Structure Biophysics & Fragments, Discovery Sciences, R&D, AstraZeneca, Gothenburg 431 83, Sweden.
ACS Med Chem Lett. 2021 Jan 27;12(2):302-308. doi: 10.1021/acsmedchemlett.0c00563. eCollection 2021 Feb 11.
The MEK1 kinase plays a critical role in key cellular processes, and as such, its dysfunction is strongly linked to several human diseases, particularly cancer. MEK1 has consequently received considerable attention as a drug target, and a significant number of small-molecule inhibitors of this kinase have been reported. The majority of these inhibitors target an allosteric pocket proximal to the ATP binding site which has proven to be highly druggable, with four allosteric MEK1 inhibitors approved to date. Despite the significant attention that the MEK1 allosteric site has received, chemotypes which have been shown structurally to bind to this site are limited. With the aim of discovering novel allosteric MEK1 inhibitors using a fragment-based approach, we report here a screening method which resulted in the discovery of multiple allosteric MEK1 binders, one series of which was optimized to sub-μM affinity for MEK1 with promising physicochemical and ADMET properties.

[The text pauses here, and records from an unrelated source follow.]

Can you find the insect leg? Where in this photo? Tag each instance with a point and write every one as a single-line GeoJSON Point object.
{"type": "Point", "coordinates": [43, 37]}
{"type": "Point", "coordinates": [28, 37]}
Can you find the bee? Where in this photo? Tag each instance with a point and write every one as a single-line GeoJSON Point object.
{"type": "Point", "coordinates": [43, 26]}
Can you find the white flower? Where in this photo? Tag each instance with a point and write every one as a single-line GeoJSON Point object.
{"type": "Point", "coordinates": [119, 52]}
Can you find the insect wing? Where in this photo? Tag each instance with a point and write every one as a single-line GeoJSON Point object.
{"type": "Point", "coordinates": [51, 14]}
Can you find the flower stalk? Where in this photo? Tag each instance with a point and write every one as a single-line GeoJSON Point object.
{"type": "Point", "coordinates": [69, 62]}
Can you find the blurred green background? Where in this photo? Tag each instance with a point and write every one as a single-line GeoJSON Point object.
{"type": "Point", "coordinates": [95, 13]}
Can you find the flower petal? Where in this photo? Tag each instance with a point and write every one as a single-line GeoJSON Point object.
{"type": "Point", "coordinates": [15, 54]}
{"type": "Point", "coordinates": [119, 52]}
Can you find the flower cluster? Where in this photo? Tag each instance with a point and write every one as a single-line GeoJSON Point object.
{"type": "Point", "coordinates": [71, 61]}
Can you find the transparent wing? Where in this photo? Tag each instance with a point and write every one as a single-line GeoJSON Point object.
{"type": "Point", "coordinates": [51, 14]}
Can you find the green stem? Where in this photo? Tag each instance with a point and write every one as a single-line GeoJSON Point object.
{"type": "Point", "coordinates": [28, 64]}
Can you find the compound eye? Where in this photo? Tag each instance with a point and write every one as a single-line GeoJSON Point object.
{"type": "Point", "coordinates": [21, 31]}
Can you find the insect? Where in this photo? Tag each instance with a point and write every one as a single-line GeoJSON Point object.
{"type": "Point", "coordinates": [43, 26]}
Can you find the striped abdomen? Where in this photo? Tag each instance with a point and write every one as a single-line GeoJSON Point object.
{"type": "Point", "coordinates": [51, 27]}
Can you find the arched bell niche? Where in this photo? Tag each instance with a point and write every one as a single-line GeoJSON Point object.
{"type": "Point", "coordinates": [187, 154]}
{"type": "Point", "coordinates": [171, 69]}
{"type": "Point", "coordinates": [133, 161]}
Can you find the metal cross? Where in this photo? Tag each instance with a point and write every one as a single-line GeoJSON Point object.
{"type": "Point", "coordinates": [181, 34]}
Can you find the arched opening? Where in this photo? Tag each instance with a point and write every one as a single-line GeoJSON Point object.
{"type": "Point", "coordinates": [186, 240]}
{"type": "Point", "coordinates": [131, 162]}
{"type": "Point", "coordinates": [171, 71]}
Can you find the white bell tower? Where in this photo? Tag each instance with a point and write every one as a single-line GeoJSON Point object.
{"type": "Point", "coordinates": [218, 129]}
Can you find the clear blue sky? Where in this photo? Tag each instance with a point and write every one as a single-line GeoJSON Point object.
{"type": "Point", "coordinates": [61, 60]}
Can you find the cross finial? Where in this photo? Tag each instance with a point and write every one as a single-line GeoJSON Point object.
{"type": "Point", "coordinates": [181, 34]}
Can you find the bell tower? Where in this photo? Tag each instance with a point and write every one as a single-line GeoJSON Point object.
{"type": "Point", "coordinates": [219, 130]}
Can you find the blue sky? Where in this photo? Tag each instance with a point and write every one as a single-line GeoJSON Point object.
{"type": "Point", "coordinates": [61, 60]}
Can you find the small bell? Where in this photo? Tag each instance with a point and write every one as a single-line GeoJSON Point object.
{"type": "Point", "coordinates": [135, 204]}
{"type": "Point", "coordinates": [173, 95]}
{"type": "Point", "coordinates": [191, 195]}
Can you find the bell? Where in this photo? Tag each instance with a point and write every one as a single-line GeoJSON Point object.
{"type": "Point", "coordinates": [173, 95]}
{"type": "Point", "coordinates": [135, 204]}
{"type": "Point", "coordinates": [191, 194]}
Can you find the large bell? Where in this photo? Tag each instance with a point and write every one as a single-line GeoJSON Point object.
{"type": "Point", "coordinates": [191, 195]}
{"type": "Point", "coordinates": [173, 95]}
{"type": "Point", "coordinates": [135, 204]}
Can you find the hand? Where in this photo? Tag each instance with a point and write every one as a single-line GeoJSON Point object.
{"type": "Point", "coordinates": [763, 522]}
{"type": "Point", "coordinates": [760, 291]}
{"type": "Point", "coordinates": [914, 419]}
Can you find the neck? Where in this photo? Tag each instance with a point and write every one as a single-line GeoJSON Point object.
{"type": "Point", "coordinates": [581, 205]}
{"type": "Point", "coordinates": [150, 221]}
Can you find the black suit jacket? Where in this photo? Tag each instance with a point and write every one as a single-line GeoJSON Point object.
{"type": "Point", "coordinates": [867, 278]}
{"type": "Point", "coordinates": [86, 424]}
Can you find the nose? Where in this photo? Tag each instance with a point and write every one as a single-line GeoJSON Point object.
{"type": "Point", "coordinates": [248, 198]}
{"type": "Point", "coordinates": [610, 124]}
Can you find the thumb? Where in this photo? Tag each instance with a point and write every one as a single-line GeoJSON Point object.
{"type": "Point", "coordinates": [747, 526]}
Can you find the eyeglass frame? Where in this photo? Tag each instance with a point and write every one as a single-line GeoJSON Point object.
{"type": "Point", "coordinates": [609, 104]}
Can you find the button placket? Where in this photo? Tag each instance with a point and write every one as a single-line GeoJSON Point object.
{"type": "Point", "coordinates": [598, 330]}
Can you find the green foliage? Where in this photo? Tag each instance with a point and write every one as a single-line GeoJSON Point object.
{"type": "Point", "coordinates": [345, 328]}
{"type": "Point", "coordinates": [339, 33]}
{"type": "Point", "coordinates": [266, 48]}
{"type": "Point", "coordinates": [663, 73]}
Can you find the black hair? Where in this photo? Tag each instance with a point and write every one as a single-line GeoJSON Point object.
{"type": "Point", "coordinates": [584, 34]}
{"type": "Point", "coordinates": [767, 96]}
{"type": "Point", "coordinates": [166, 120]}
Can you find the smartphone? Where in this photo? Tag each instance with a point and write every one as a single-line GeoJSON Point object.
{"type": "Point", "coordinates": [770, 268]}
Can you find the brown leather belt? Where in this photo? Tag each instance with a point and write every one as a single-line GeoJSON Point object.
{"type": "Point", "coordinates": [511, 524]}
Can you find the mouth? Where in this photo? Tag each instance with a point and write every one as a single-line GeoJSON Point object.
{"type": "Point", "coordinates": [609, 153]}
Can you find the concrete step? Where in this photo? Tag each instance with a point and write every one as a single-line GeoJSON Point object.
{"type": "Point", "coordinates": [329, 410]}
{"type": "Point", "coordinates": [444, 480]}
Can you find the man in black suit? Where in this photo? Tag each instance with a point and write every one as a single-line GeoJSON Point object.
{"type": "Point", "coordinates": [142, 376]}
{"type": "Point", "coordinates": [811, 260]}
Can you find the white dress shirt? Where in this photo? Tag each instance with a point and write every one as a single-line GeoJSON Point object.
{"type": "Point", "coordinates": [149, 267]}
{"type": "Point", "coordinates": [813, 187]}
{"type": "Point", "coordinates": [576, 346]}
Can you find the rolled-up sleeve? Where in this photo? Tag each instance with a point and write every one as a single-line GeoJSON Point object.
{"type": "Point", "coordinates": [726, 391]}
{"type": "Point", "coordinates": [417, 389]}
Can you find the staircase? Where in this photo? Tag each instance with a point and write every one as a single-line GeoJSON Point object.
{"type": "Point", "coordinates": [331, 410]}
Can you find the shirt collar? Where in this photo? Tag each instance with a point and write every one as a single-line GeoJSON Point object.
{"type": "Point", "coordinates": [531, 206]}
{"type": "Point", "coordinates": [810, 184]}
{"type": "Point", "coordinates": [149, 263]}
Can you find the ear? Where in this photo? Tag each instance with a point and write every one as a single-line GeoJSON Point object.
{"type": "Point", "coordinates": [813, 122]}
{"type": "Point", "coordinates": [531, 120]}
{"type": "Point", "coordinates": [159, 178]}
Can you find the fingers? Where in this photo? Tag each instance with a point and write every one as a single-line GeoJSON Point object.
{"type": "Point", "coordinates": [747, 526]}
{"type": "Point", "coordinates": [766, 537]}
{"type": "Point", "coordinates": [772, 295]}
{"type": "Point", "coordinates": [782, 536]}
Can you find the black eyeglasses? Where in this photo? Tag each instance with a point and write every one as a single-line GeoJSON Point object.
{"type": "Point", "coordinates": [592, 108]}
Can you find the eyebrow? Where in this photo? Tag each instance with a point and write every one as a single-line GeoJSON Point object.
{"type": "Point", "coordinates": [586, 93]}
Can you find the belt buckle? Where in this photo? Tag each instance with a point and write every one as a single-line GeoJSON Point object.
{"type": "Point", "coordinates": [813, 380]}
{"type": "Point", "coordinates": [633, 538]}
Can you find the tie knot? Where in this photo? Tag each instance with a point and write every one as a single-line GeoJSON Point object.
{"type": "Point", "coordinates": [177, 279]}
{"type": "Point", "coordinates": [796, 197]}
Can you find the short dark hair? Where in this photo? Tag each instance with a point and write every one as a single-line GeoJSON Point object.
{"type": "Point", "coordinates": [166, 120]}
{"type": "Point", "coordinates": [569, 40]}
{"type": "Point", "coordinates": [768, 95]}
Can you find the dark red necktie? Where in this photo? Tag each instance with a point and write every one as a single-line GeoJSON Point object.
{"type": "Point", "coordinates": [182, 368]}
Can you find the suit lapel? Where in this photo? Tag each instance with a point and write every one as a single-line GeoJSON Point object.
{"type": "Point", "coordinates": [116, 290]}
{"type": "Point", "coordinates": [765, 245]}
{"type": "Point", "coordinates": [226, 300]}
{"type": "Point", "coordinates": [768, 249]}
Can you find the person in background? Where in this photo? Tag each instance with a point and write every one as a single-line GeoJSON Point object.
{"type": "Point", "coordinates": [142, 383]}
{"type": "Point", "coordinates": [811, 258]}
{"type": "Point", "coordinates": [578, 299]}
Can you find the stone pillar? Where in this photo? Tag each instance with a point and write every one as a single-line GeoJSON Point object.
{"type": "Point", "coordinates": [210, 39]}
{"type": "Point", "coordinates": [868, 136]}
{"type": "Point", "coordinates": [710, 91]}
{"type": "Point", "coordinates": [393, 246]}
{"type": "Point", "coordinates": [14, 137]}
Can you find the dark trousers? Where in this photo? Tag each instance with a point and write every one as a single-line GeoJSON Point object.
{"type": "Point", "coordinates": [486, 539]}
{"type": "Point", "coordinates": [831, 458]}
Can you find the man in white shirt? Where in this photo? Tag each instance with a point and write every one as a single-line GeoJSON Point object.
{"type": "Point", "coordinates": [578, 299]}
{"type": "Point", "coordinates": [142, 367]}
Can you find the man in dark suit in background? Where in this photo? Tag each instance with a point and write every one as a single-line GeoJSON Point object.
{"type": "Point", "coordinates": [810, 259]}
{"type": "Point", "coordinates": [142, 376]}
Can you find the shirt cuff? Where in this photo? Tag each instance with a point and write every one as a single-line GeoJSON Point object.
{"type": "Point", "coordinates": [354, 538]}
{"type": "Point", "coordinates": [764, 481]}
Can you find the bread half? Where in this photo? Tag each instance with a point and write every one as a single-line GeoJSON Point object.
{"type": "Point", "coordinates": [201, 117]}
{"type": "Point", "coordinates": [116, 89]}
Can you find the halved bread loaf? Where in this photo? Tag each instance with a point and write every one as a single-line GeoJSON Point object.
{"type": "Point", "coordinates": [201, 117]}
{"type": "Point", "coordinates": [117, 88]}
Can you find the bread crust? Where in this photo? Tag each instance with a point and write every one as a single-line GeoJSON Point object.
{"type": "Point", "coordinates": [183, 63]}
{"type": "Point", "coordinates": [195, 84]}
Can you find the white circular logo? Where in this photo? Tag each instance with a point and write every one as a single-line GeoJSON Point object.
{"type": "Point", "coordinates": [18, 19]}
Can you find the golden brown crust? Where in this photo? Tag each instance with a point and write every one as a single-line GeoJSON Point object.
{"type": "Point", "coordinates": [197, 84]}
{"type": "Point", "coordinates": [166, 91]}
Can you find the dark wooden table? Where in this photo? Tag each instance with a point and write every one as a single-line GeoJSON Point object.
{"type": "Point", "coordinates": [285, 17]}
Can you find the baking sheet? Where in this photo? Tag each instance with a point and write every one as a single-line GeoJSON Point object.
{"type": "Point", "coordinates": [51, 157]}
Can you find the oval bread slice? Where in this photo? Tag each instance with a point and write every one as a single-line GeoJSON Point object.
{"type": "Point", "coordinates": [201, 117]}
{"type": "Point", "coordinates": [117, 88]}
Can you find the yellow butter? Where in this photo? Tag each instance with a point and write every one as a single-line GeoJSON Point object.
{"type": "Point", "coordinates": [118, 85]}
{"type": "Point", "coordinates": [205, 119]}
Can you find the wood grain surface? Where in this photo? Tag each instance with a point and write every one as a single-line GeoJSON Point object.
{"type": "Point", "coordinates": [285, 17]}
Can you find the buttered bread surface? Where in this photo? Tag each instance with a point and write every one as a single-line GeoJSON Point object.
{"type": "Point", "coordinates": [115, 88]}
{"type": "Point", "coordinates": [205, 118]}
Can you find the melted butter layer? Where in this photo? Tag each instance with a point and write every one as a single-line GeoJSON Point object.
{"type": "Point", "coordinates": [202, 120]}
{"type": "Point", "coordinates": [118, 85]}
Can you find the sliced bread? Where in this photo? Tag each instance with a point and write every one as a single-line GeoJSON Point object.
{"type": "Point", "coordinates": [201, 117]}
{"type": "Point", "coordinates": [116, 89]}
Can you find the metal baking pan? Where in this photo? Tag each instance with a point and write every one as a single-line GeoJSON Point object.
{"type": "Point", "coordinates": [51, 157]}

MEK1激酶在关键细胞过程中发挥着关键作用,因此,其功能障碍与多种人类疾病,尤其是癌症密切相关。因此,MEK1作为药物靶点受到了广泛关注,并且已经报道了大量该激酶的小分子抑制剂。这些抑制剂中的大多数靶向ATP结合位点附近的变构口袋,该口袋已被证明具有高度可成药性,迄今为止已有四种变构MEK1抑制剂获批。尽管MEK1变构位点受到了广泛关注,但在结构上已显示与该位点结合的化学类型却很有限。为了使用基于片段的方法发现新型变构MEK1抑制剂,我们在此报告一种筛选方法,该方法导致发现了多种变构MEK1结合剂,其中一系列结合剂被优化至对MEK1具有亚微摩尔亲和力,并具有良好的物理化学性质和药物代谢及毒性性质。